Negli ultimi mesi, sono cambiate molte cose. Col rinnovato interesse russo per il Medio Oriente,
il recente isolamento diplomatico cui l’Arabia Saudita ha confinato il
piccolo emirato, e la bilancia della guerra in Siria tornata a pendere a
favore d’Assad, il Qatar, pur rimanendo alleato degli Stati Uniti, s’è
gradualmente riallineato alla Russia. La ragione sta, appunto, in ciò
che i due Paesi possiedono in abbondanza: il gas. Qatar e Russia sono tra gli esportatori di gas leader a livello mondiale e, almeno su questo piano, cooperano in difesa dei loro interessi comuni.
L’OPEC del gas
L’importanza degl’idrocarburi come arma nella visione geopolitica della Russia è nota. Nei principali mercati di riferimento, il prezzo del gas è fondamentalmente legato a quello del petrolio;
ma questo paradigma sta rapidamente cambiando. Già oggi, circa il 50%
del gas consumato in Europa non è piú agganciato al prezzo del greggio,
bensí a formule spot, di mercato libero, seppure con un evidente
riferimento alle quotazioni dei mercati regolati. La portata e la
rapidità del progressivo affrancamento del prezzo dell’oro blu rispetto
all’oro nero minaccia di mettere la Russia in difficoltà.
Soprattutto nei Paesi europei, che rappresentano il grosso
dell’esportazione di gas per la Russia, c’è una richiesta continua di
rinegoziazione dei contratti firmati. Le nuove formule che la Russia sta
concedendo alle compagnie europee prevedono sconti sul prezzo del
greggio, benché il legame coi corsi del greggio rimanga. Sembra solo una
questione di tempo prima che i russi si vedano costretti a rivedere le
proprie tariffe e, peggio ancora, a adattarsi alla realtà d’un mercato europeo liberalizzato.
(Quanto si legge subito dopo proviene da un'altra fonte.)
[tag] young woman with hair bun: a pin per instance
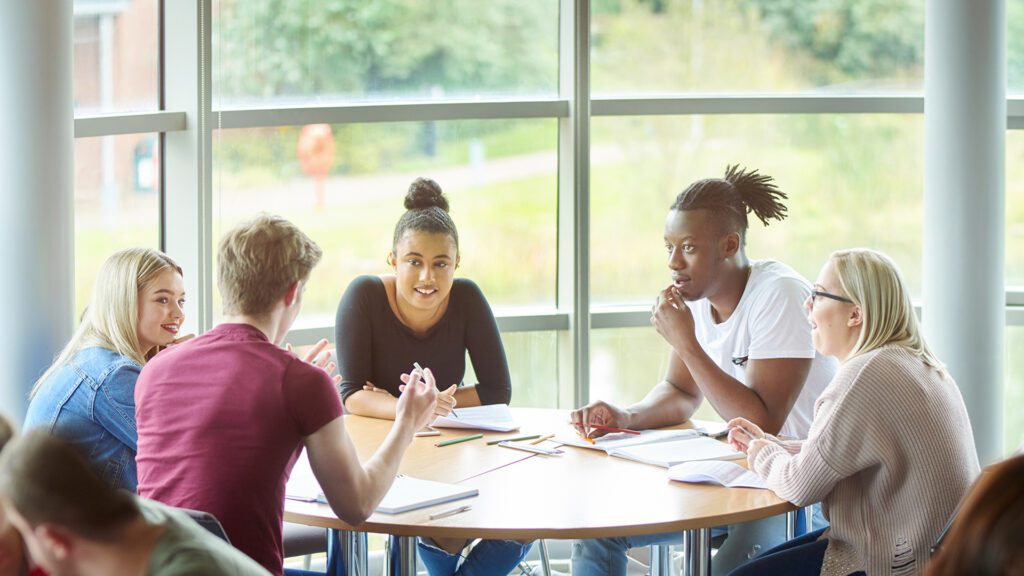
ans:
(421, 313)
In primavera, coi disordini nell’Ucraina russòfona non ancora degenerati in guerra civile, l’Europa ha iniziato a guardarsi intorno alla ricerca di fornitori di gas affidabili che la affranchino dai vincoli politico-economici dettati dal monopolio russo. Tale fornitore non saranno gli Stati Uniti (il gas da argille non
sarà la nostra energia del futuro), ma potrebbe essere il Qatar, la cui
quota nel mercato europeo del gas naturale liquefatto (GNL) è ormai prossima al 10%.
La cooperazione tra l’emirato e il gigante russo trova la sua sede nel Gas Exporting Countries Forum (GECF),
organizzazione che riunisce gli undici maggiori produttori di gas a
livello mondiale. Segni particolari: è nata nel 2001 su iniziativa della
Russia, e oggi ha sede a Doha. Per
ora si tratta d’un consesso di secondo piano, ma Putin intende
rilanciarlo per farne il forum di riferimento dei mutui interessi dei
Paesi produttori. Già oggi Russia, Qatar e Iran detengono insieme il 60%
delle riserve mondiali. Lo scorso maggio, il viceministro degli Esteri
russo Mikhail Bogdanov s’è recato in visita a Doha,
offrendo ai qatarini un posto d’onore nell’organizzazione che verrà.
L’obiettivo di Putin è chiaro: rendere il GECF operativo, affinché
acquisti a tutti gli effetti lo status d’«OPEC del gas»,
com’è stato giustamente definito, permettendo ai suoi membri di
mantenere inalterata la propria forza contrattuale nei confronti dei
Paesi compratori.
Riassumendo, il Qatar è ancora considerato un convinto sostenitore della politica estera USA, e continua ad appoggiare la causa dei ribelli siriani; la Russia, al contrario, non cede d’un passo nel suo sostegno ad Assad. Ma le ambizioni d’indipendenza energetica dell’Europa e i piani americani per inondare il mercato globale dell’energia con gas a buon mercato sono una minaccia per gl’interessi vitali dei due Paesi, che perciò fanno fronte comune. Nemici in Siria e amici a tutto gas. È la Realpolitik, bellezza.